Although the module is Python, it links against a C++ library (the same one used by KiCad Pcbnew), so it can segfault if the library has a defect.

You can run the tests in GDB to trace this:

$ gdb

(gdb) file python2
(gdb) run testcases/test_001_pcb_load.py

If the test segfaults, you will get a familiar backtrace, just like if you were running pcbnew under GDB.

Fuzz testing

It is possible to run fuzz testing on some parts of KiCad. To do this for a generic function, you need to be able to pass some kind of input from the fuzz testing tool to the function under test.

For example, to use the AFL fuzzing tool, you will need:

• A test executable that can: ** Receive input from stdin to be run by afl-fuzz. ** Optional: process input from a filename to allow afl-tmin to minimise the input files.
• To compile this executable with an AFL compiler, to enable the instrumentation that allows the fuzzer to detect the fuzzing state.

For example, the qa_pcb_parse_input executable can be compiled like this:

mkdir build
cd build
cmake -DCMAKE_CXX_COMPILER=/usr/bin/afl-clang-fast++ -DCMAKE_C_COMPILER=/usr/bin/afl-clang-fast ../kicad_src
make qa_pcb_parse_input

You may need to disable core dumps and CPU frequency scaling on your system (AFL will warn you if you should do this).
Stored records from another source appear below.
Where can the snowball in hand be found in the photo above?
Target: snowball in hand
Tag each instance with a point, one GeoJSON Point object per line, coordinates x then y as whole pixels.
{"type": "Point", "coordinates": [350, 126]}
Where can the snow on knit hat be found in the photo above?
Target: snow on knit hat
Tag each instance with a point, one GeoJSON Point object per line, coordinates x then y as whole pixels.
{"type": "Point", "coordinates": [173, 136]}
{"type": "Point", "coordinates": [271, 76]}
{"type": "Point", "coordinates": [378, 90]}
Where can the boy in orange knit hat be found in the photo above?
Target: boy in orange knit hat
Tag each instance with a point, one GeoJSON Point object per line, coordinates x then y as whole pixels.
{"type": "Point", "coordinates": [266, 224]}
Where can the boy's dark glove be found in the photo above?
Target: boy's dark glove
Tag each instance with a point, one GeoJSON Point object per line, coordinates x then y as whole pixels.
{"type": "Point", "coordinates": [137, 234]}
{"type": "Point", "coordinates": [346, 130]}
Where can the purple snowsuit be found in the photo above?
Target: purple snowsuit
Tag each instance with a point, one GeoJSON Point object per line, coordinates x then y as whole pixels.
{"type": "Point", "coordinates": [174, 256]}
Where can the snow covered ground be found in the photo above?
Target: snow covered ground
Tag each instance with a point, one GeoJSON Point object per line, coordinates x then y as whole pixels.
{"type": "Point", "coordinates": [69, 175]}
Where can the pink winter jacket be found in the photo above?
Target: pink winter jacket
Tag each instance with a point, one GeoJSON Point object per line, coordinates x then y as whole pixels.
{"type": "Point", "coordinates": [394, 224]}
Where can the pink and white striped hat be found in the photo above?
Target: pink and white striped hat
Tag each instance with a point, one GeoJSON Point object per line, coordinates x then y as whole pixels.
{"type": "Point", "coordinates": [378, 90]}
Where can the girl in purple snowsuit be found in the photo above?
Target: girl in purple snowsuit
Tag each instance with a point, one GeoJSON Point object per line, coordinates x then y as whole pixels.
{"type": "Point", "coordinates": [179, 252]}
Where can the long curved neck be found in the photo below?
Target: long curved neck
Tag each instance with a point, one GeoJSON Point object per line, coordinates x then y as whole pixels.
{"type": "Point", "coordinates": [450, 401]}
For example, as root:

# echo core >/proc/sys/kernel/core_pattern
# echo performance | tee cpu*/cpufreq/scaling_governor

To fuzz:

afl-fuzz -i fuzzin -o fuzzout -m500 qa/pcb_parse_input/qa_pcb_parse_input

where:

• -i is a directory of files to use as fuzz input "seeds"
• -o is a directory to write the results (including inputs that provoke crashes or hangs)
• -t is the maximum time that a run is allowed to take before being declared a "hang"
• -m is the memory allowed to use (this often needs to be bumped, as KiCad code tends to use a lot of memory to initialise)

The AFL TUI will then display the fuzzing progress, and you can use the hang- or crash-provoking inputs to debug code as needed.